Почти в самом начале 1930 года в уме нуждающегося врача из пригорода — материальные затруднения и профессиональный страх по-прежнему не отпускали его — возникает замысел совсем новой деятельности; по поводу этой деятельности я получил от него среди всех признаний, которые имеют честь в моем тексте быть выделены кавычками, и следующее, весьма важное: «В то время была мода на популистов, в том числе и на Даби, которого я немного знал… и я тоже решил попробовать! В 1932 году я взял, чтобы меня никто не засек, одно из имен моей матери, Селина[3]

„Путешествие…“, клянусь в этом, было написано со страхом и стыдом, без всякого литературного призвания… Деноэль взял его… я рассчитывал, что по выходе книги никто не узнает меня под женским псевдонимом… что я смогу расплатиться за квартиру, и все тут! И кто знает? Купить себе комнатенку!»

Во время обсуждения кандидатур на Гонкуровскую премию тремя защитниками «Путешествия на край ночи» выступили Жан Ажальбер, Люсьен Декав, а главное — Леон Додэ. Мы уже были обязаны последнему его такими современными, такими действенными выступлениями в поддержку Марселя Пруста и Бернаноса, что борьба Додэ за Селина, как нам казалось, возвещает сразу и литературное открытие, и великодушное влияние. Селин не только не был расположен расточать улыбки, отвешивать поклоны, говорить пошлости, подобно другим домогающимся премии кандидатам, он презирал собственно литературный успех. Усилились приступы отчаяния, которые охватывали Селина все чаще, и его неистовые заклинания: «Заниматься медициной стало невозможно. Писаниной тоже!»
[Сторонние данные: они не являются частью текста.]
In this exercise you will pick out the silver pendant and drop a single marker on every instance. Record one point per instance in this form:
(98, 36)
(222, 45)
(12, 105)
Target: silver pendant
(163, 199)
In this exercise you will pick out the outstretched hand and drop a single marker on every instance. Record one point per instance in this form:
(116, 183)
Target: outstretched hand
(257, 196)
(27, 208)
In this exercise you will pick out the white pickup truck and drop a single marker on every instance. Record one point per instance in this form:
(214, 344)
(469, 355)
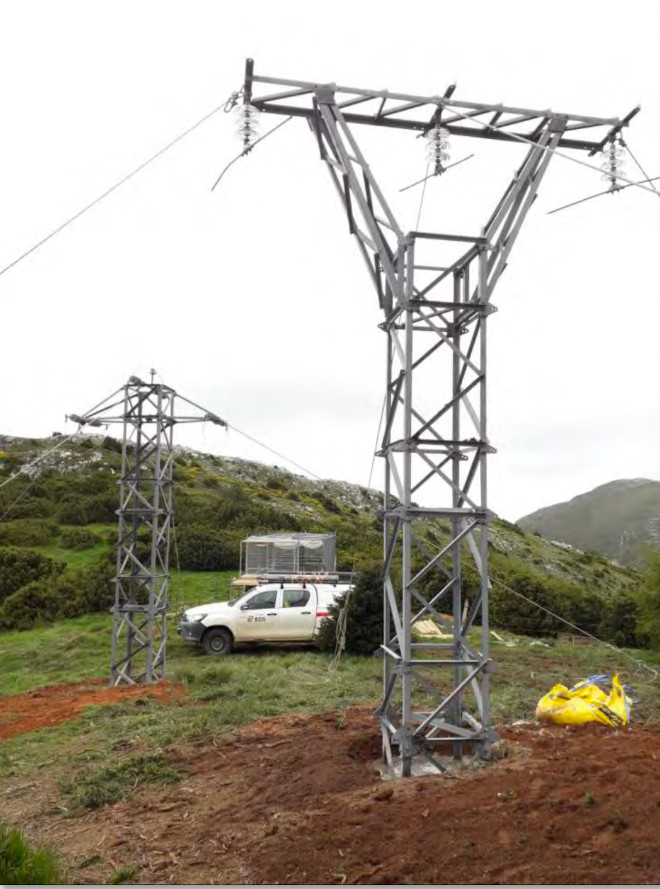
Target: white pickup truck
(272, 612)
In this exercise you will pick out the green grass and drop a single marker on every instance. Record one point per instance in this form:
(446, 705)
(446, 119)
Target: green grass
(223, 694)
(21, 864)
(69, 651)
(95, 787)
(78, 649)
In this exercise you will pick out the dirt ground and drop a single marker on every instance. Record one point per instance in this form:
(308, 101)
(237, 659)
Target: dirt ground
(299, 799)
(53, 704)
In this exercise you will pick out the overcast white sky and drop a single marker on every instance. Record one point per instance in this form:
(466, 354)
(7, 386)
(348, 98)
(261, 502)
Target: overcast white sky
(253, 300)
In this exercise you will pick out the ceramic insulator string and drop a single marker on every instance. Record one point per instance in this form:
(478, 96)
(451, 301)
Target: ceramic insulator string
(613, 163)
(437, 147)
(247, 124)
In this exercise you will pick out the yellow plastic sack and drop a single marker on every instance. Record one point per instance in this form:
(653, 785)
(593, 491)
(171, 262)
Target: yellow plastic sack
(586, 702)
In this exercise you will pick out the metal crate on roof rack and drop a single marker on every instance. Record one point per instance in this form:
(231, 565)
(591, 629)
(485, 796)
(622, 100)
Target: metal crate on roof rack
(288, 553)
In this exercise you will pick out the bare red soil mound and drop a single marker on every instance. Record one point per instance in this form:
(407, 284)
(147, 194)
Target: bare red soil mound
(52, 704)
(299, 800)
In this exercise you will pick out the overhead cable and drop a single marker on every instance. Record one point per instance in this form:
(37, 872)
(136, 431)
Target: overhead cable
(555, 151)
(112, 188)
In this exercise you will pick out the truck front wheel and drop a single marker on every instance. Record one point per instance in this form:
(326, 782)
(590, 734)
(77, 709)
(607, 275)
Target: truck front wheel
(218, 641)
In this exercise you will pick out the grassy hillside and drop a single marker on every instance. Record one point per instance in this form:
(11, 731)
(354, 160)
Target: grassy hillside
(618, 519)
(58, 530)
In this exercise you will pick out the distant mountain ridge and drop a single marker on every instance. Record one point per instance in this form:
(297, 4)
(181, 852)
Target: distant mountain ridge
(619, 519)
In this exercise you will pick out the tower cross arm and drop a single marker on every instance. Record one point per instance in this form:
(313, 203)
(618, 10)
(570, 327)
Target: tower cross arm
(385, 108)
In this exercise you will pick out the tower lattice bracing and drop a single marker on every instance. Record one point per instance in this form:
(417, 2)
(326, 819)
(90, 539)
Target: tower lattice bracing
(144, 523)
(145, 520)
(435, 293)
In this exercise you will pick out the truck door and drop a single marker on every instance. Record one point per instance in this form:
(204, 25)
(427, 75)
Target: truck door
(259, 617)
(297, 614)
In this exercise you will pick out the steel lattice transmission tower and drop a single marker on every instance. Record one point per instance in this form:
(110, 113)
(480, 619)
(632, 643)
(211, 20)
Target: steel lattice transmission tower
(144, 525)
(435, 293)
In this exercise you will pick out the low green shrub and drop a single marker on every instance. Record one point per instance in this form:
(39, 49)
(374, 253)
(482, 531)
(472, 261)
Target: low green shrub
(78, 538)
(24, 865)
(364, 617)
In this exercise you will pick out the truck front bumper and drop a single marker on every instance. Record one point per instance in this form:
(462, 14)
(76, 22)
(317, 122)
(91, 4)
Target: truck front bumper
(191, 631)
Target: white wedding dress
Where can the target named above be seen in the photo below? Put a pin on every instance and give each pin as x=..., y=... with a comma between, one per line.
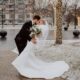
x=29, y=65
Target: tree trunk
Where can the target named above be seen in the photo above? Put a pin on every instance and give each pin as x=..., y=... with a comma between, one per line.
x=59, y=22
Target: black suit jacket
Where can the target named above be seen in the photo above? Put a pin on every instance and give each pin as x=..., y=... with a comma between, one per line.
x=23, y=36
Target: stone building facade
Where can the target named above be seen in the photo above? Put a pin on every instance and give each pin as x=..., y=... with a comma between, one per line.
x=18, y=11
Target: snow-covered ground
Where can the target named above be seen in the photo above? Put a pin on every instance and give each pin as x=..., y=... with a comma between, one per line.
x=68, y=52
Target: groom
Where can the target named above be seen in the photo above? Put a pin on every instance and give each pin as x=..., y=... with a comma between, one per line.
x=24, y=34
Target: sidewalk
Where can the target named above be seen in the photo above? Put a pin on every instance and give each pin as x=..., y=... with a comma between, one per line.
x=7, y=71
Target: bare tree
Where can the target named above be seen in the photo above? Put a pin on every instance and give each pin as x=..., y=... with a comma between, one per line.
x=59, y=22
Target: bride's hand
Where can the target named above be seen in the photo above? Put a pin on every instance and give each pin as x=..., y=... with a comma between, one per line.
x=34, y=40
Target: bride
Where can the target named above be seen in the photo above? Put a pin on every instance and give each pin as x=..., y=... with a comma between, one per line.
x=29, y=65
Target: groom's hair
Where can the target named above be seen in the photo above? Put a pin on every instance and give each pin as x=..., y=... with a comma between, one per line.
x=37, y=17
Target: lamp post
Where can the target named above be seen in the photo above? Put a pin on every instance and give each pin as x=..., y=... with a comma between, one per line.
x=3, y=33
x=75, y=32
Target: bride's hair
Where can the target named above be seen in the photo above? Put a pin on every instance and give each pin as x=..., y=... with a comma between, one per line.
x=42, y=21
x=37, y=17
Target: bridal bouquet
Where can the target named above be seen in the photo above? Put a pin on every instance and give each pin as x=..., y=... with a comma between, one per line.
x=35, y=30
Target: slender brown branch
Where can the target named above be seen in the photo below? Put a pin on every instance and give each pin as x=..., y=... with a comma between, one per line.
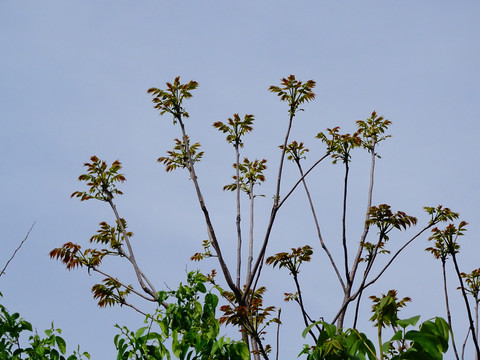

Однако в своем первом, но мастерском произведении Селин раскрылся как очень сильный рассказчик, истинный визионер, а в своих удивительных лирических словоизвержениях — как стилист!

Тот и апокалипсический, и шутовской взгляд, который, кажется, он бросает на жизнь и людей, нисколько не мешает ему рисовать их с такой силой и четкостью, словно бы он являлся объективным, невозмутимым созерцателем. Что же касается его преувеличений сатирика, размахивающего не просто хлыстом, а неким кнутом со свинцом на конце и хлещущим до крови, то разве можно обвинять его в крайностях, злиться на их безупречную меткость или справедливость, в то время как мы уже давно больше не упрекаем Марцинала, Ювенала, Аретино или Виктора Гюго за их непристойные преувеличения? Мы не поняли, что его герой Бардамю мог бы сказать о своем врачебном кабинете то же, что Барбе д'Оревильи писал о своей вере: «Это весьма удобный балкон, чтобы плевать с него на своих современников». Что же до определенной традиции, дарующей божественной резкости гения права на грубости и непристойности, то Селин явно даже и не вспоминал о ней.

Селину часто случалось в жутких монологах представлять себе, что «уже много лет его тысячами всевозможных способов обливают грязью, оскорбляют, преследуют, травят, давят…»

Естественно, мы можем сильно удивляться тому, что он с презрением вглядывается в жизнь, без стыда затевает ссоры, очень гордится своими предсказаниями, освещает бумажными фонариками болота, пытается еще больше унизить поверженных, а иногда мелочно придирается к достойнейшим. Но он с не меньшей силой упрекал как слабость и немощность, так и слепоту и страх. Хотя от его веселых приговоров, хриплых насмешек, язвительных умозаключений цепенеет душа, он изредка утрировал негодование, подробно распространяясь о поражениях, выкрикивая то проклятия, то грозя карами и казнями. Тяжелый, безжалостный, Селин, похоже, слишком часто упивается злом и зовет к самому худшему, перегибает палку в проклятьях и профанациях, подчеркивая мерзости и подлости; но дешевая мишура и пестрые тряпки не смогут найти более мощного разоблачителя, так же как и толпы людские, которые не способны предвидеть события и трусят перед лицом их чрезмерности. Да и к чему требовать от Домье благочестивых картинок, а от Шамфора — слащавых афоризмов?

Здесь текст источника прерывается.